Tenzin Sangmo und ihre Cousine Ngawang Choeden aus Tibet
Nepal wird durch den Monsun sehr stark geprägt und dieser beeinflusste auch unsere Reise betträchtig. Bis September fielen extrem große Niederschlagsmengen und es war schwül und warm. Als sich der Monsun zurück zog, ließen auch die Niederschläge nach und die Sonne schien jeden Tag von einem azurblauen Himmel bei rund 35 Grad im Schatten. In Nepal gibt es zahllose Tempel und Heiligtümer welche entweder hinduistische oder buddhistische waren.Es ist das Land, indem die Weltreligionen Hinduismus und Buddhismus friedlich nebeneinander leben.

Wir besichtigten viele dieser Tempel und waren fasziniert von der Architektur aber auch von der Andersartigkeit des Lebens dieser Menschen. Nepal ist das dritt ärmste Land der Erde. Es gibt kaum Industrie, keine Zugstrecken, keine Müllentsorgung , kaum asphaltierte Straßen, und auch das monatliche Einkommen eines normalen Arbeiters ist verschwindend gering (220 $). Die Haupteinnahmequelle des Landes ist der Tourismus. Die Lebenskosten sind sehr niedrig und so bekamen wir z.B. für 2 Euro eine komplette Mahlzeit in einem Restaurant. Am Abend kehrten wir nach langen Ausflügen und ab und zu auch nach einem abendlichen Restaurantbesuch wieder zurück in die Schule. Nach dem Abendgebet der Nonnen wurde das Abendessen serviert. Es bestand aus einer einfachen Suppe, die Spinat und Brotstreifen enthielt. Bis 22 Uhr hatten die Nonnen Zeit für Hausaufgaben und persönliche Dinge und dann war Nachtruhe.

der Gebetsraum unserer Schule
Eine Woche nach unserer Ankunft kündigte eine Rebellenorganisation den Waffenstillstand mit der Regierung auf und verübte tägliche Angriffe auf Militäreinrichtungen, Polizeistationen, Banken und Läden. Ihr Ziel war es, den König von Nepal zu stürzen und eine kommunistische Regierung aufzubauen. Das zivile Leben wurde durch nächtliche Ausgangssperren und verschärfte Sicherheitsmaßnahmen beeinträchtigt. Höhepunkt war ein dreitägiger Streik, bei dem das öffentliche Leben fast völlig lahm gelegt war. Im Verlauf unseres Aufenthaltes wurden mehr als 800 Menschen ermordet.

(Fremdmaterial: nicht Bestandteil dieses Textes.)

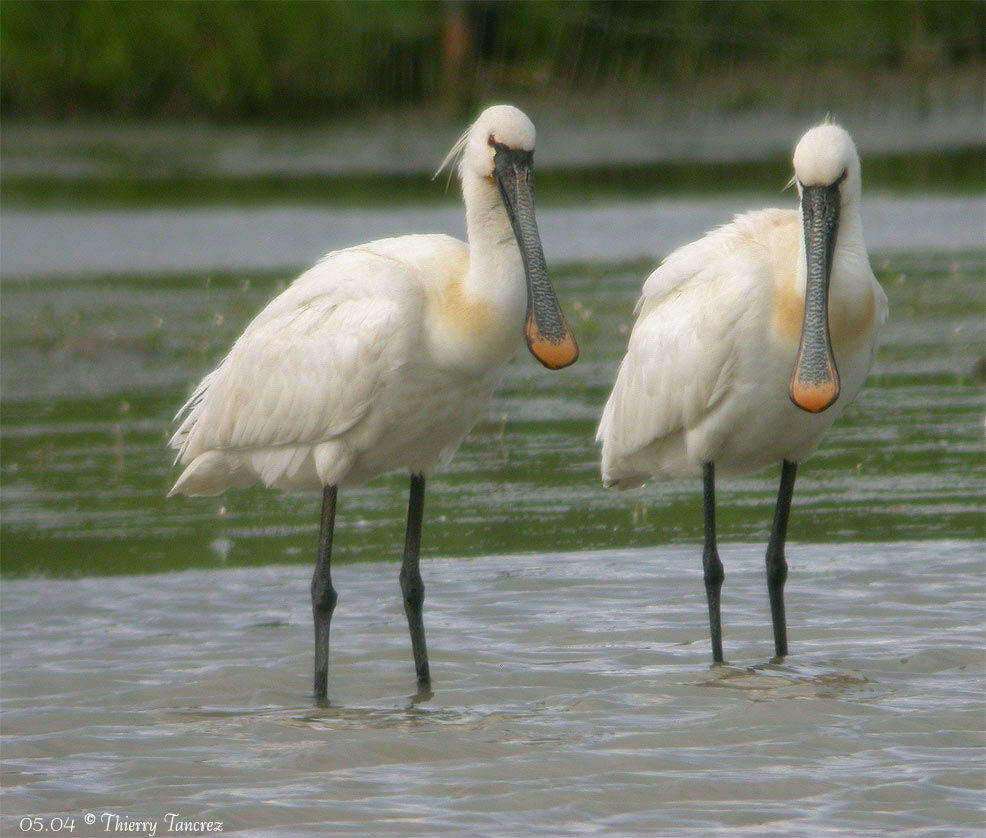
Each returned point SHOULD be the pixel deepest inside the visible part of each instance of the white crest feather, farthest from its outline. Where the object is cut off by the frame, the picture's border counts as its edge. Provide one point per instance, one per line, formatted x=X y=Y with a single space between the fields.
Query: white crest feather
x=451 y=160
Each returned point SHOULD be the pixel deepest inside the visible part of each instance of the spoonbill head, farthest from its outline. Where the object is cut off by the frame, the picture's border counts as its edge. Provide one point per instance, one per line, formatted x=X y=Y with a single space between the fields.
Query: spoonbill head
x=748 y=344
x=826 y=169
x=381 y=357
x=499 y=149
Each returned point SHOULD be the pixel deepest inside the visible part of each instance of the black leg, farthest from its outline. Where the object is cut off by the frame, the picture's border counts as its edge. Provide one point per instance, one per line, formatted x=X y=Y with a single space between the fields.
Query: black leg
x=323 y=594
x=412 y=587
x=710 y=559
x=776 y=563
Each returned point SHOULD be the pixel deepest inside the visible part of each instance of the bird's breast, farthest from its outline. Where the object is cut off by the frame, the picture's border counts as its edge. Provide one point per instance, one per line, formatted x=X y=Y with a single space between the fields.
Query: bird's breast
x=851 y=317
x=470 y=333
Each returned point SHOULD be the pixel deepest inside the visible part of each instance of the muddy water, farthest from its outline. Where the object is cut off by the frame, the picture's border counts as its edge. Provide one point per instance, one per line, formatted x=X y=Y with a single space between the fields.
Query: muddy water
x=572 y=694
x=572 y=687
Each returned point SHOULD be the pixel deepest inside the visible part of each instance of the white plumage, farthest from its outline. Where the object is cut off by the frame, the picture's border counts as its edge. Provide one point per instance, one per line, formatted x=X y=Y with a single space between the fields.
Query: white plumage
x=707 y=369
x=335 y=381
x=749 y=343
x=380 y=357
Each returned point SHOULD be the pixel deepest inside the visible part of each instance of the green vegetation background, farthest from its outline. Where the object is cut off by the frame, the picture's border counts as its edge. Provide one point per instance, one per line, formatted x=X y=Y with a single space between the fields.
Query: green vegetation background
x=298 y=61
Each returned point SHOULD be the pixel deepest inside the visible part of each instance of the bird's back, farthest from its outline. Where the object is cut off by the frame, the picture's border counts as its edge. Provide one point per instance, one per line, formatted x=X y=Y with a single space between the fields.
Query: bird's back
x=311 y=366
x=701 y=351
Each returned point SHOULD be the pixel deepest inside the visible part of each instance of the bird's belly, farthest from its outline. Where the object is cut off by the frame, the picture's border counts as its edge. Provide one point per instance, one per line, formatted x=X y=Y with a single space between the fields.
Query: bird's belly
x=418 y=423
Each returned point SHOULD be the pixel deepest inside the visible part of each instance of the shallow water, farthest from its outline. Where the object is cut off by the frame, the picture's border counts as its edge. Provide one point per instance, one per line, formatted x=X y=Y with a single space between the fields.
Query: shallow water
x=572 y=687
x=70 y=242
x=572 y=694
x=94 y=370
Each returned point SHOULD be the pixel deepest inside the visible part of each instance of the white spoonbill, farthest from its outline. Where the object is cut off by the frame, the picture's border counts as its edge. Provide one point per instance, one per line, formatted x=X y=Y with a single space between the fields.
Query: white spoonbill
x=382 y=357
x=749 y=343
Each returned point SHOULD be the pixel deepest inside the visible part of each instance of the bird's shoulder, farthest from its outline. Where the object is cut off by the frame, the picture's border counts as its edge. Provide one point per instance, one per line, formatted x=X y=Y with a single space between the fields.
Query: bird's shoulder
x=735 y=254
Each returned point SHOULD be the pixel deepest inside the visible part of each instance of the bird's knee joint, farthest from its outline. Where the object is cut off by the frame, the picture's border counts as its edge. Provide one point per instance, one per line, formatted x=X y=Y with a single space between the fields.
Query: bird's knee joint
x=414 y=593
x=324 y=598
x=714 y=574
x=776 y=569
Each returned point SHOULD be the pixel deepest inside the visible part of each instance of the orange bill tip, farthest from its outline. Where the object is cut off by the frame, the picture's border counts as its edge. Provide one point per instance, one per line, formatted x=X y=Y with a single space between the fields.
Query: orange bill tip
x=555 y=355
x=814 y=396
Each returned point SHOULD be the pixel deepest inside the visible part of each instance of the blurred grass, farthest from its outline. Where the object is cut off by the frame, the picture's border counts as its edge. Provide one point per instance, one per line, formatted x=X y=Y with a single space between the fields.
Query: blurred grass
x=299 y=62
x=952 y=171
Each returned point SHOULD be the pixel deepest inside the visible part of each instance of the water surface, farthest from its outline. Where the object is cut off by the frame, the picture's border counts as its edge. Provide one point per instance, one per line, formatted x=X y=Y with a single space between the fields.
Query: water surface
x=572 y=694
x=94 y=370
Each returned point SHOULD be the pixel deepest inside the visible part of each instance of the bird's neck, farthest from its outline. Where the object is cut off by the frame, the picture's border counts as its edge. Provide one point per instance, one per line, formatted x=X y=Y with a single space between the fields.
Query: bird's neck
x=496 y=272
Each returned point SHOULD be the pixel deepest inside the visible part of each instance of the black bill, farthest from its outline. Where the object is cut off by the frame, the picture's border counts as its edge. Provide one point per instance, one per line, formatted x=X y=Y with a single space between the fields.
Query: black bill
x=815 y=382
x=548 y=335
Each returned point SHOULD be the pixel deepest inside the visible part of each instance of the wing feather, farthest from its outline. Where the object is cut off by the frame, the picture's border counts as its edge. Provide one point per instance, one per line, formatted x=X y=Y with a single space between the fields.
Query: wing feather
x=307 y=368
x=681 y=356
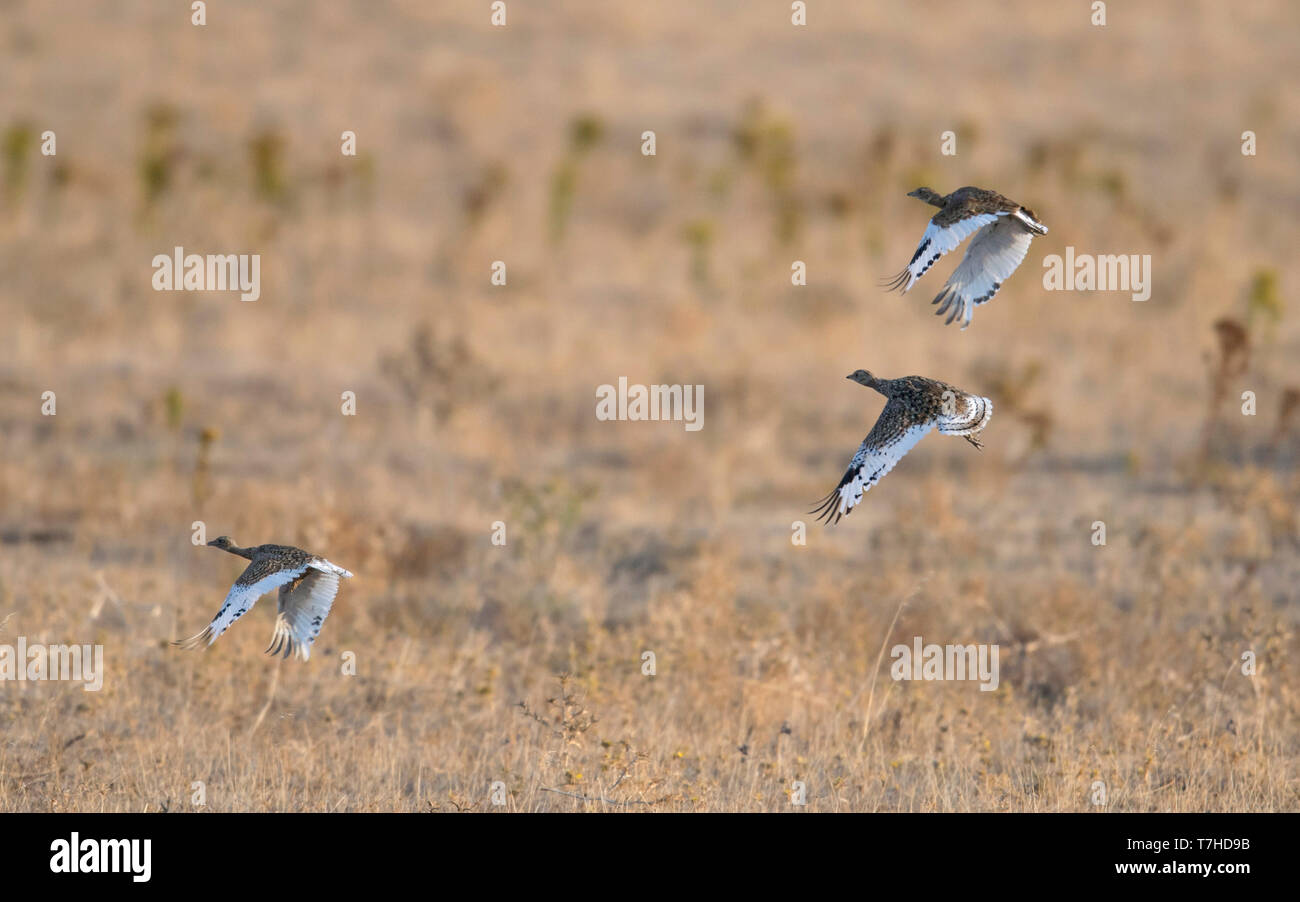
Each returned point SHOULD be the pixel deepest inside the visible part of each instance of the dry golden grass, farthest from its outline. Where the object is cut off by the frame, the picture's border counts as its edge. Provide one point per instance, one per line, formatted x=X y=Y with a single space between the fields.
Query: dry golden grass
x=476 y=403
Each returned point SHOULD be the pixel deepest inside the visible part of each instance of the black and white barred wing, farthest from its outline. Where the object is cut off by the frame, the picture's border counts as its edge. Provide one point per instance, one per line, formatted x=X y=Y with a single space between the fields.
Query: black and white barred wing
x=962 y=413
x=937 y=241
x=252 y=584
x=878 y=454
x=993 y=255
x=303 y=607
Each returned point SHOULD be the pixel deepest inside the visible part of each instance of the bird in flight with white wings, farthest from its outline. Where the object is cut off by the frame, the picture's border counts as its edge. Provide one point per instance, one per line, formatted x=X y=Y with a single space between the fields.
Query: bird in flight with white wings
x=915 y=406
x=307 y=586
x=1002 y=233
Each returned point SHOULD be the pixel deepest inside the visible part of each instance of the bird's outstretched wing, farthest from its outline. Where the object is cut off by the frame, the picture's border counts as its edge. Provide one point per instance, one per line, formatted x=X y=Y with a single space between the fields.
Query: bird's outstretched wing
x=258 y=579
x=969 y=415
x=885 y=445
x=993 y=255
x=937 y=241
x=303 y=607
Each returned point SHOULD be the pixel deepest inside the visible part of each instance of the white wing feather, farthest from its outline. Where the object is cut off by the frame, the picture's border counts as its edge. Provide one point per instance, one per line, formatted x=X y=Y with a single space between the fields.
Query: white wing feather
x=869 y=465
x=239 y=601
x=993 y=255
x=935 y=243
x=303 y=607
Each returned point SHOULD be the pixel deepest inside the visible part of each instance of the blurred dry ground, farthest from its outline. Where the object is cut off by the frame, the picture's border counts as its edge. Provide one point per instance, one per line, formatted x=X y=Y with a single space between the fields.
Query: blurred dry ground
x=523 y=663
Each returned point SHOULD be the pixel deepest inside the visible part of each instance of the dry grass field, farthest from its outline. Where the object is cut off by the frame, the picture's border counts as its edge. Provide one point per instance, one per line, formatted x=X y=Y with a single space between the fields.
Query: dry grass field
x=521 y=663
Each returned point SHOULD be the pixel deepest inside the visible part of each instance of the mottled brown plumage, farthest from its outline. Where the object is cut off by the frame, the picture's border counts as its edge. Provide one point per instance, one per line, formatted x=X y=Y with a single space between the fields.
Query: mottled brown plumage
x=307 y=586
x=915 y=406
x=1002 y=233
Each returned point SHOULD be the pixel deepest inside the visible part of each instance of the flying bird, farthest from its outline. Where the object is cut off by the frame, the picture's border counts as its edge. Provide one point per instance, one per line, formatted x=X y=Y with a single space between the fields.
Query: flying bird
x=307 y=586
x=1002 y=233
x=915 y=406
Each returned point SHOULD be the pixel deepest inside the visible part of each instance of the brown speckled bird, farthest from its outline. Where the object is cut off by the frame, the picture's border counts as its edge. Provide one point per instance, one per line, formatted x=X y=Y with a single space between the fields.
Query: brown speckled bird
x=307 y=586
x=1002 y=233
x=915 y=406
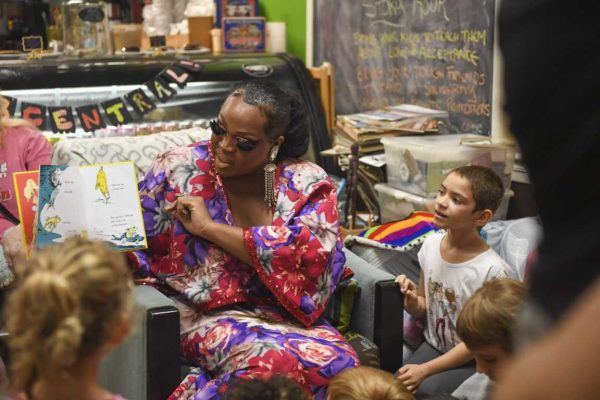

Touristen und Lehreinrichtungen waren nicht direktes Ziel der Rebellen und so blieben wir trotz der Sicherheitswarnungen des Auswärtigen Amtes in Nepal.
Wir wurden nur einmal während einer Wanderung von Wegelagerern ausgeraubt. Ansonsten fühlten wir uns den Umständen entsprechend sicher. In den letzten Tagen unseres Aufenthaltes wurde ein großes hinduistisches Fest abgehalten, bei dem viele Tiere geopfert wurden. Wir nutzten den Waffenstillstand während dieser Tage, um Nepal zu verlassen, denn es rief die Uni in Jena. Wir vermissen aber jetzt schon die Nonnen und Nepal. Uns begeisterte das einfache Leben, ohne die vielen "Wohlstandsprobleme" aus unserer westlichen Welt (Deutschland).